DNS-over-HTTPS (DoH) is suited for personal privacy, making it better for individuals and families. However, in managed environments, it can bypass policies, hide traffic from administrators, and make compliance harder.
With a solution like Control D, you can enforce DoT across your entire network, block unauthorized DoH traffic, and apply custom filtering to meet your security and compliance needs.

Frequently Asked Questions (FAQs)
1. What is the difference between DoT and DoH?
DoT uses TLS on port 853; DoH uses HTTPS on port 443. Both encrypt DNS, but DoH hides it inside web traffic.
2. Is DNS-over-HTTPS more secure than DNS-over-TLS?
Both are secure. DoH is harder to block, while DoT is easier to manage on networks.
3. Can DoH bypass DNS filters?
Yes. Because it uses port 443 (like normal web traffic), it can bypass basic DNS filtering.
4. Should I use DoH or DoT?
Use DoT for routers and networks. Use DoH in browsers.
5. Does Control D support DoT and DoH?
Yes, Control D supports both, giving you flexible, encrypted DNS options.
6. Can I use both DoT and DoH at the same time?
Yes, on different devices or apps.
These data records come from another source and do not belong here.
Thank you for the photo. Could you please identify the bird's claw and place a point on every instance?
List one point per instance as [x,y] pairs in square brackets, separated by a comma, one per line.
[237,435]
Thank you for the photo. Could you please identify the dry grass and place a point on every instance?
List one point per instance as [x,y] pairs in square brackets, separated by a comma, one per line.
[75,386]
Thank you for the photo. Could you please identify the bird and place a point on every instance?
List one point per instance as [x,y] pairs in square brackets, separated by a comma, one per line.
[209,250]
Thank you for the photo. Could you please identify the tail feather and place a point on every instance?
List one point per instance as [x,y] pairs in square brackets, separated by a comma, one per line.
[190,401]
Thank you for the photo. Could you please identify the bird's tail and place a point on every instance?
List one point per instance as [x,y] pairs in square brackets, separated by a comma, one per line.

You can configure one device with DoT and another with DoH.
7. Is DoH slower than DoT?
DoH can be slower due to HTTP overhead, but this difference (a few milliseconds) is typically unnoticeable for most users.
8. Which DNS encryption is better for enterprise networks?
DNS over TLS (DoT) is generally better for enterprise networks because it provides encryption while maintaining network visibility and control. DoH can bypass corporate DNS policies.
9. Can employees bypass DNS filters with DoH?
Yes, most browsers support DoH by default, allowing users to bypass network-level DNS filtering.
10. What's the difference between DoT, DoH, and DoQ?
DoT uses TLS on port 853, DoH uses HTTPS on port 443, and DoQ uses the newer QUIC protocol. DoQ offers the best performance but has limited adoption currently.
12. Should schools use DoT or DoH for student internet access?
Schools should use DoT for network-wide protection and block DoH to maintain filtering compliance with regulations like CIPA. This ensures all student traffic is properly filtered.